Following the completion of her fellowship Ms MacDonald plans to return to New Zealand and integrate the skills and knowledge gained overseas with her current experience, to advance her research career in clinical neuroscience.
Memory encoding and beta de-synchronisation in Parkinson’s disease
Does excessive brain activity contribute to memory deficits in Parkinson’s disease?
Although Parkinson’s disease (PD) is a movement disorder, there is increasing awareness of significant non-motor (non-movement) burdens experienced by patients. Excessively synchronised brain activity is linked to some motor symptoms of PD, however less is known about how this brain activity contributes to the non-motor symptoms. This project aims to shed new light on the relationship between hyper-synchronised brain activity and the memory deficits experienced in PD. Establishing that such a relationship exists will not only increase our understanding of the neurobiology underpinning PD symptoms, but will pave the way to addressing memory deficits by applying techniques shown to normalise brain activity.

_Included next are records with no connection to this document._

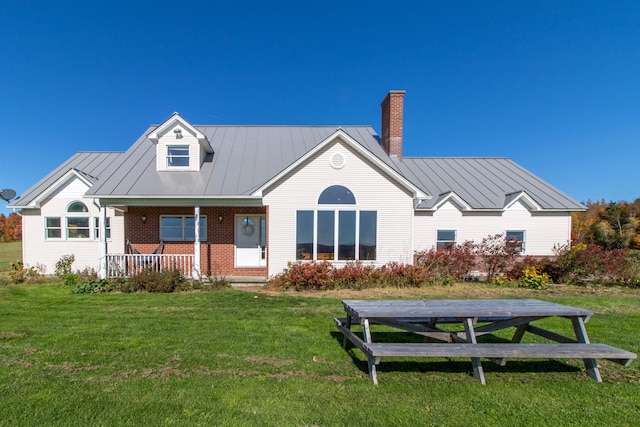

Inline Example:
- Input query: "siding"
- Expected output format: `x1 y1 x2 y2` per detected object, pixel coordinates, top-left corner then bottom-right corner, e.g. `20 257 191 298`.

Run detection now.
264 141 413 275
21 178 124 274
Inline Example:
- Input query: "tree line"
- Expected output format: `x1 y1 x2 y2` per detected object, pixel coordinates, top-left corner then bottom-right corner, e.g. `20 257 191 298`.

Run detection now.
0 212 22 242
571 199 640 249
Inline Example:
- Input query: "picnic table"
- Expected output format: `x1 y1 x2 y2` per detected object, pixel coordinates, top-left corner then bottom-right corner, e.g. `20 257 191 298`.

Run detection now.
334 299 636 385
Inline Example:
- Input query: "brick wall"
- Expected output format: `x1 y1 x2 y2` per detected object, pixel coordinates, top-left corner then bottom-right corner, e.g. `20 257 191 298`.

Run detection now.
125 206 269 277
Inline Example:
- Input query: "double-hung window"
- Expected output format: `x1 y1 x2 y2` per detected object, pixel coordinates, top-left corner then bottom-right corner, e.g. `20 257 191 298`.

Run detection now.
167 145 189 168
436 230 456 250
65 202 91 239
160 215 207 242
44 216 62 239
506 230 525 254
296 185 377 261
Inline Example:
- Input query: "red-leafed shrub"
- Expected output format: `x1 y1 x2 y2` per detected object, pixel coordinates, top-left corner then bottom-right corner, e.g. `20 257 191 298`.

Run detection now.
415 242 475 284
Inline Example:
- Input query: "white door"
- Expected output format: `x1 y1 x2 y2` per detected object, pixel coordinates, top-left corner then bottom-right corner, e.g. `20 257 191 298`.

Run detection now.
235 215 267 267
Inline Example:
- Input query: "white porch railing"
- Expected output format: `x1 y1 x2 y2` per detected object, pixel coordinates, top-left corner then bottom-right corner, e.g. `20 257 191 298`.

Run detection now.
107 254 195 277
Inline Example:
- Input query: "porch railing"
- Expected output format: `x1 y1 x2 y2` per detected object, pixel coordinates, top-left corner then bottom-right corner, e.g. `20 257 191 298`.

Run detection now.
107 254 194 277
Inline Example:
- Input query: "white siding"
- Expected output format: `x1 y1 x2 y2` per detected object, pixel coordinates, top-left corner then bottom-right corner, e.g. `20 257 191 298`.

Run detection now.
264 141 413 275
415 202 571 255
21 178 124 274
156 126 203 171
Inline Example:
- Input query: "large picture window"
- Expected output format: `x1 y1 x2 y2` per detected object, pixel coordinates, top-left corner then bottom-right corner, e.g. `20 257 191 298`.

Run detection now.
160 215 207 242
296 185 378 261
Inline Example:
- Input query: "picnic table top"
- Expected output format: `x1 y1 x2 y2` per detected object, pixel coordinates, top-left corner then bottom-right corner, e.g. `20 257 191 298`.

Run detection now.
342 299 593 318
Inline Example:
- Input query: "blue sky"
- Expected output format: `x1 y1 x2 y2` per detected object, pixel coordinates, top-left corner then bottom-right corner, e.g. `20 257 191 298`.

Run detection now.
0 0 640 214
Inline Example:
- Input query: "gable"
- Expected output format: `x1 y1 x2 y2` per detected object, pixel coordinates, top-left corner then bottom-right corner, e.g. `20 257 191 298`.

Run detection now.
147 113 213 172
253 129 429 198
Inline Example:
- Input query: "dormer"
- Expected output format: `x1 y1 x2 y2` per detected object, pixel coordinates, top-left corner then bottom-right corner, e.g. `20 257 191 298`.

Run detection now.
147 113 213 172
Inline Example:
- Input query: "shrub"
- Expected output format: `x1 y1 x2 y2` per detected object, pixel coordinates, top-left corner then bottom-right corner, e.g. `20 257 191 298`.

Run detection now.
415 242 475 285
518 267 549 289
55 254 76 277
9 260 40 283
473 234 520 282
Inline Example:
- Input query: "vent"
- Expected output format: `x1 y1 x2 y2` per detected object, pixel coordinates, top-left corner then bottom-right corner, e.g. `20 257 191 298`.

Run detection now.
329 153 347 169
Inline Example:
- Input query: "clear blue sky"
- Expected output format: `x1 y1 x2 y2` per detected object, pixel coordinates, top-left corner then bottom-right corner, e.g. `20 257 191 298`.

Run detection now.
0 0 640 214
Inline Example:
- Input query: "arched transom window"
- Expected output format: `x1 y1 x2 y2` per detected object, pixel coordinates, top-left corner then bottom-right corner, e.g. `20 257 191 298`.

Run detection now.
296 185 378 261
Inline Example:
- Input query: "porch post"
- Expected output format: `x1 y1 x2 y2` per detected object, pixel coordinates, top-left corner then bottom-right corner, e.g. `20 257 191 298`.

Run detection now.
98 205 107 279
193 205 200 279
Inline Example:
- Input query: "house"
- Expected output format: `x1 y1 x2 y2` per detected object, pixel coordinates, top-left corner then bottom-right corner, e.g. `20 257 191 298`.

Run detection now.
10 91 584 278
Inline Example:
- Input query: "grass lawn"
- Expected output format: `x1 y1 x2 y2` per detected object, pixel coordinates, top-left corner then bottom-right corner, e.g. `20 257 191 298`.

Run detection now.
0 285 640 426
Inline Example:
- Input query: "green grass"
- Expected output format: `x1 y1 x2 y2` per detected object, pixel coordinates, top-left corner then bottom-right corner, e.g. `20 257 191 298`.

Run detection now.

Tau imaging and cognition in Parkinson’s disease
Using new technology to determine how the accumulation of a protein in the brains of Parkinson’s disease patients affects cognitive decline
Most people with Parkinson’s develop cognitive problems and, in many cases, dementia. Suitable objective tools that measure the underlying brain changes that underpin this cognitive decline need to be identified. These tools are important for both trials of new preventative treatments and for use in the clinic. This study will measure accumulation in the brain of an abnormal protein, tau, which is associated with the development of Parkinson’s dementia. Professor Anderson’s study will involve the use of tau PET scans in 70 people with Parkinson’s disease with varying cognitive problems including dementia to show how tau accumulation in the brain reflects degree of cognitive decline. Positron emission tomography scanning is a diagnostic tool that uses a tracer to illuminate specific proteins or cancer cells.